Beer Promotion in Times Square


We were hired by the Radeberger Gruppe to help build awareness in New York City for their new Heffewizen Grapefruit beer, Schofferhofer.  Radeberger is the largest private brewing company in Germany, and has been staying true to its German heritage since 1872. Launching a fairly radical flavor for American audiences in Schofferhofer was a creative challenge. Interestingly, the beer is extremely well received by those who taste it, so the challenge was getting the brand in front of enough taste makers to have an impact.

Radeberger knew that billboard advertising was a logical approach to introducing the product to a market as large as New York City.  They were frustrated by both how passive and unmeasurable billboard advertising is. Our goal at Llewellyn Creative was to solve both of those problems – to make the adverting campaign engaging and to make the impact directly measurable. We knew that actionable data, combined with the life-time value of any potential new customers generated by our efforts, would make the initial investment in the pilot program well worth the associated costs. We wanted to give Radeberger both return on investment and social engagement. 


Creative Solutions Using New Technology

The first step was to partner with Superior Digital Displays, which has high resolution digital billboards throughout Times Square. We chose to run this campaign on their Triple Play boards on the corner of 7th Ave & 49th St. The central blade is 130 feet tall, and is flanked by two horizontal 52 foot wide displays. We knew that with their digital billboard systems they could live stream any website onto their billboards. So we built two custom websites that we could update from the street.  Our plan was to photograph people on the street, in the heart of Times Square, and have their portraits go straight up to the digital billboards for them to see, take photos of on their phones, and share with their friends on social media. We served them up an unexpected moment of celebrity, and they shared their pictures and the Schofferhofer brand with all of their friends. What could have been a passive glance at a billboard became a Facebookable moment.

What Happened?

  • Over 4,500 pieces of user generated content created and shared on social media.
  • 45% increase in social media fans.
  • 55% increase in search for “Schofferhofer” compared to the previous month.
  • 5,600 increase in people visiting the brand website compared to the previous month.

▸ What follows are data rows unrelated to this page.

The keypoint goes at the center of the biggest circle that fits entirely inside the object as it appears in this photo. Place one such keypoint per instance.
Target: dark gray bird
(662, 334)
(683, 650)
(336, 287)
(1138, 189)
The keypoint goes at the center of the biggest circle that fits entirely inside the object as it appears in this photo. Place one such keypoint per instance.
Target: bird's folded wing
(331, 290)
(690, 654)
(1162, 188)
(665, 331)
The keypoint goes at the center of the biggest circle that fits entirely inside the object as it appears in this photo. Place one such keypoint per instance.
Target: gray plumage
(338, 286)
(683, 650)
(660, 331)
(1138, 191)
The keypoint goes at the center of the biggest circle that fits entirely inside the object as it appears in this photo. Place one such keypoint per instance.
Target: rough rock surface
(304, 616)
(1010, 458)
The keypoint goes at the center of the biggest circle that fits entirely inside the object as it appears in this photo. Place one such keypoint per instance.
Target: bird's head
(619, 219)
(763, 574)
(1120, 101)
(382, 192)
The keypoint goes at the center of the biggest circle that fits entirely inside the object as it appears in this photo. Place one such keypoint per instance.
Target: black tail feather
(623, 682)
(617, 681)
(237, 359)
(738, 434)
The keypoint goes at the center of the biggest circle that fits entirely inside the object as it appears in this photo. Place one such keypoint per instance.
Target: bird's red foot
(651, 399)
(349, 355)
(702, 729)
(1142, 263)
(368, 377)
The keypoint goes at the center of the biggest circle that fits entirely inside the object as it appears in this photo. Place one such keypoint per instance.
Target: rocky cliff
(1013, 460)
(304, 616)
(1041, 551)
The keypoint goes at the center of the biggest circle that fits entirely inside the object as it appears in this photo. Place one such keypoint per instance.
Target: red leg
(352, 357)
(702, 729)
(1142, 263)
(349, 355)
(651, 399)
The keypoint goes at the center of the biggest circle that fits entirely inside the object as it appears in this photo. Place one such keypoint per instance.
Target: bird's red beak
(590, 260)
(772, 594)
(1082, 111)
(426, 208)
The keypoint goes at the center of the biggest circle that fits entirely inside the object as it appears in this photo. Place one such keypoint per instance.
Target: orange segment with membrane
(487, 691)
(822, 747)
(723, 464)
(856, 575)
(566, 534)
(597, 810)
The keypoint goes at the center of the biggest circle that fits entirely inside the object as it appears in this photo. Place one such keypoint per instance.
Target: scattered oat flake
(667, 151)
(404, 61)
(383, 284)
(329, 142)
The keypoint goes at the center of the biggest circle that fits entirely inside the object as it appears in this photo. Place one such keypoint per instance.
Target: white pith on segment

Want To Learn More About The Details?

That is the 40,000 foot view, but details that went into making the campaign as successful as it was are interesting from a logistical point of view. The main event was the photography live in Times Square, but leading up to that we softened the ground by creating a teaser billboard campaign that had a live countdown to the street promotion. We also partnered with local bars that were featuring Schofferhofer, photographing their staff and promoting them on the billboards weeks leading up to the shoot. The week of the shoot we had promotions in each of these bars as well pushing the Times Sq street promo. 


Here’s a sample of the teaser creative running on one of the horizontal billboards.

The night before the street promotion began, we set up a photo studio on the roof deck of a midtown bar and took photos of patrons, photo booth style. We uploaded those photos immediately to our custom built websites that were streaming live on the billboards a few blocks away in Times Square. We had another photographer in the square photographing the billboards as the portraits were shown. The photographer’s assistant uploaded his images to a second web site that we built that we had live streaming in the bar. The result was that a patron could have her portrait taken on the roof deck, and within minutes she could see a picture of herself live in Times Square on a 130 foot billboard on all the TVs in the bar. 


The flyer handed out by the street team.

The actual street promotion lasted three nights. We hired a street team of models to help encourage passersby to get involved and handout giveaways and a list of participating bars. To further draw attention to the spectacle, we had a live feed 4k camera mounted on the billboard that streamed the whole scene on two horizontal billboards in real time. Over the course of those three nights, despite some inclement weather, we photographed 780 people and put them up in the square. We also continued to have our second photographer document each rotation of the billboard. Those photographs were put into galleries on a third website that we built, and our street team handed out flyers with the unique URL that participants could visit to download the photograph of themselves up on the billboard to share on social media. Of the 780 people we photographed, we had 258 unique users to the site in the days after the event.

The beauty of this promotion was that it was engaging and measurable. Between the microsite and the social media traffic we could get a much more accurate representation of the impact of the billboard, and we could give Radeberger an idea of how effective the campaign could be beyond it’s pilot stage.